Artificial intelligence systems designed primarily for natural language dialogue and interaction. Conversational AI, such as ChatGPT or Claude, excels at answering questions, providing explanations, and generating content through text-based conversation. These systems typically require prompting for each task and do not directly manipulate files or execute workflows autonomously.

Stash vs ChatGPT Comparison

Desktop Application

Software installed and run locally on a user's computer rather than accessed through a web browser. Desktop applications often provide better performance, offline functionality, and enhanced privacy since data can remain on the user's device. Stash is a desktop application built for macOS and Windows.

File Operations

Actions performed on documents and files, including creating, reading, editing, moving, renaming, and deleting. In AI automation contexts, file operations refer to the AI's ability to directly manipulate files in their native formats (Word, Excel, PowerPoint, PDFs, etc.) rather than just generating content for manual copying.

Generative AI

Artificial intelligence systems that create new content such as text, images, code, or data based on learned patterns from training data. Generative AI models like GPT-4 and Claude can produce human-like text, answer questions, and generate code. When applied to workflow automation, generative AI can draft documents, write reports, and synthesize information from multiple sources.

Knowledge Work

Professional work that primarily involves creating, processing, analyzing, or applying information rather than manual labor. Knowledge workers include consultants, analysts, researchers, product managers, and executives. Their workflows typically involve extensive document creation, data analysis, and information synthesis—tasks that AI automation can significantly streamline.

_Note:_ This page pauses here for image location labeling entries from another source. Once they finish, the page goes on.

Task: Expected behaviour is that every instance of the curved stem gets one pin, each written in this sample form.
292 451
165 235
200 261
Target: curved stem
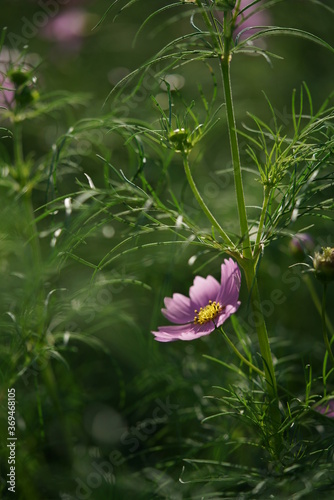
324 325
238 353
266 198
202 204
261 331
225 68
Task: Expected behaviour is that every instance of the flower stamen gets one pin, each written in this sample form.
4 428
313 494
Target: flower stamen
207 313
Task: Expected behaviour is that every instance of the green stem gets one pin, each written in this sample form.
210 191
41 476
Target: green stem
238 353
266 198
317 303
261 331
37 283
202 204
225 68
324 325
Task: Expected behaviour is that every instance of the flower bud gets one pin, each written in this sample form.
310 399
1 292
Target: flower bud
180 141
324 265
301 245
225 4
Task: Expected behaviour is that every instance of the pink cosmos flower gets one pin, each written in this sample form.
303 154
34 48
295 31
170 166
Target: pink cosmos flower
209 304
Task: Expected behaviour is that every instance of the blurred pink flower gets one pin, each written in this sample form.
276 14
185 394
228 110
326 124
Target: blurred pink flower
326 409
261 18
301 244
67 28
209 305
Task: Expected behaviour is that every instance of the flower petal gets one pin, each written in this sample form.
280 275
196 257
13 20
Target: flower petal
226 313
178 309
203 290
183 332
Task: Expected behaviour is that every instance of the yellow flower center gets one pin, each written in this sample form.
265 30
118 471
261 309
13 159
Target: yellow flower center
207 313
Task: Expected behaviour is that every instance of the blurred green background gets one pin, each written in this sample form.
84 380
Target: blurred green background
133 407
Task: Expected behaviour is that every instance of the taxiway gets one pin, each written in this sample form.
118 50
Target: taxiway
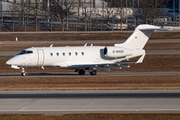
137 101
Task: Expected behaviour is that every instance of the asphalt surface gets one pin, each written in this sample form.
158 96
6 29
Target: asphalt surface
57 102
62 102
34 75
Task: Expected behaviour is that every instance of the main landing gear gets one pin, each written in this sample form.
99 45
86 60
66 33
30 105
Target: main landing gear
23 72
82 71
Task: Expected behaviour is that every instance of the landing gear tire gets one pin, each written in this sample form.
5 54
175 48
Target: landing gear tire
94 72
81 72
23 74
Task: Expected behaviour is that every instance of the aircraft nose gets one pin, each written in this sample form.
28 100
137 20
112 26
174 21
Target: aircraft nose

Large Language Model (LLM)

A type of artificial intelligence trained on vast amounts of text data to understand and generate human language. LLMs like GPT-4, Claude, and Gemini can perform various language tasks including translation, summarization, question-answering, and code generation. Modern AI agents often use LLMs as their reasoning engine while adding capabilities like file manipulation and workflow execution.

MCP (Model Context Protocol)

An open protocol that enables AI applications to connect with external tools, data sources, and services. MCP allows developers to extend AI capabilities by adding custom integrations, such as connecting to databases, APIs, or specialized software. Stash uses MCP to enable users to build custom automations and integrate with their existing tools.

Open Source

Software with source code that is publicly available for anyone to inspect, modify, and distribute. Open source projects like Stash promote transparency, community collaboration, and freedom from vendor lock-in. Users can verify security, customize functionality, and contribute improvements. Open source software is typically free to use under licenses like MIT or Apache 2.0.

Persistent Memory

The ability of AI systems to retain information across multiple sessions and conversations. Unlike conversational AI that forgets context between chats, persistent memory enables AI to remember user preferences, project details, file locations, and conversation history over weeks or months. This eliminates the need to repeatedly re-explain context or re-upload files.

Learn About Stash's Memory

Version Control

A system that tracks changes to files over time and enables users to revert to previous versions. Version control maintains a complete history of modifications, showing who made changes and when. In AI automation contexts, version control provides safety when making bold changes—users can instantly rollback to earlier versions if needed. Stash includes built-in version control for all file operations.

Workflow Automation

The use of technology to execute recurring tasks or processes automatically without human intervention. Workflow automation can include scheduled actions (e.g., generating monthly reports), triggered responses (e.g., updating files when new data arrives), or AI-driven task completion (e.g., synthesizing research from multiple sources). Effective workflow automation saves time and reduces human error in repetitive processes.